Vitoria había experimentado en aquella época un crecimiento de población importante y necesitaba agua. Entonces, llegó un ingeniero francés llamado Alfonso Richard que propuso excavar el pozo. Fue el primero de esas características en España.

Se excavó en un punto junto al actual monumento de la Batalla de Vitoria, a 528,6 metros sobre el nivel del mar. Su diámetro era de 40 centímetros y se avanzó a un ritmo de 60 centímetros al día, con turnos de mañana y noche, bajo el método de la percusión. Tras más de cuatro años de trabajos, en febrero de 1882, se desistió ante la evidencia de que no se extraía agua.

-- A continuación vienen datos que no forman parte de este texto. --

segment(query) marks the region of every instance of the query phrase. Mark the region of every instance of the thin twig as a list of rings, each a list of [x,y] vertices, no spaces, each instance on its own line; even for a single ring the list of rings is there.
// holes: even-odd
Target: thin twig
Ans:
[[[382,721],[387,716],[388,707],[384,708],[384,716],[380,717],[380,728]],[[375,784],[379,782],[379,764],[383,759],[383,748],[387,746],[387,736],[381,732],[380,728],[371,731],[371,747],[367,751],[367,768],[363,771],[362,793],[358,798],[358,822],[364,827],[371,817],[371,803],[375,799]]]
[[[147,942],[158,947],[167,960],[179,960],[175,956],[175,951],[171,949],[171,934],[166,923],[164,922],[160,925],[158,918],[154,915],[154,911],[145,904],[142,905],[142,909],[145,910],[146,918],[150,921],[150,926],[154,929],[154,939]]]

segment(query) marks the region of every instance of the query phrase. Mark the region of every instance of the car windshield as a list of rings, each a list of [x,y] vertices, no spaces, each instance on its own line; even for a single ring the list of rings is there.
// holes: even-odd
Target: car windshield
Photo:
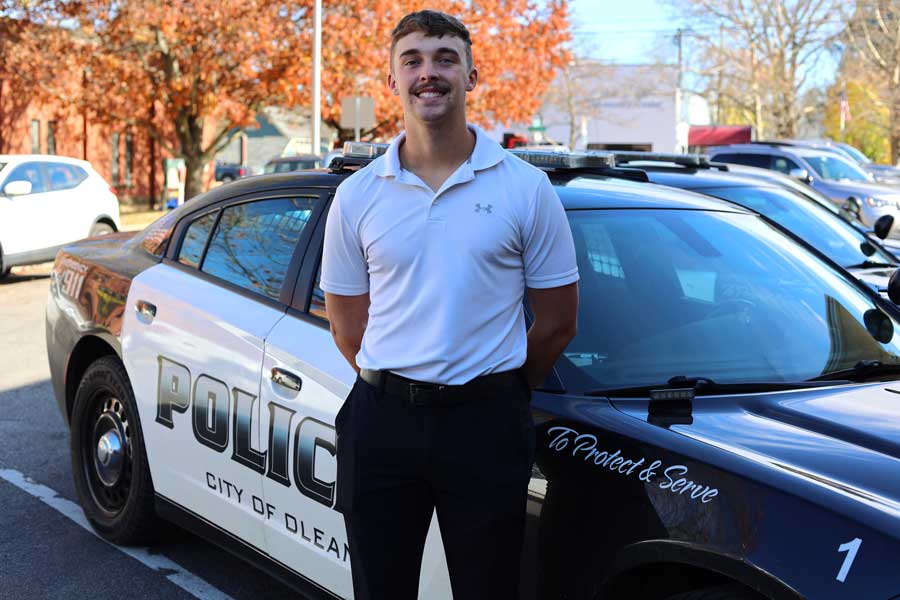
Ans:
[[[834,154],[805,156],[804,159],[822,179],[871,181],[871,178],[862,169]]]
[[[569,220],[581,300],[560,374],[573,392],[900,362],[900,323],[755,215],[573,210]]]
[[[857,229],[816,202],[775,187],[716,187],[695,191],[731,200],[772,219],[842,267],[892,264],[893,257],[869,243]]]
[[[855,160],[856,162],[858,162],[861,165],[865,165],[865,164],[872,162],[872,160],[868,156],[866,156],[865,154],[863,154],[862,152],[860,152],[859,150],[857,150],[850,144],[838,144],[838,146],[844,152],[846,152],[847,154],[852,156],[853,160]]]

Finalmente, el Ayuntamiento apostó por traer aguas del Gorbea, lo que se hizo realidad en 1884, tal y como se explica con detalle en el libro ‘Naturzale. Cuadernos de Ciencias Naturales’ (1998), a cargo de Blanca Guarás (del Museo de Ciencias de Álava) y Luis Miguel Martínez-Torres, profesor del Departamento de Geodinámica de la UPV.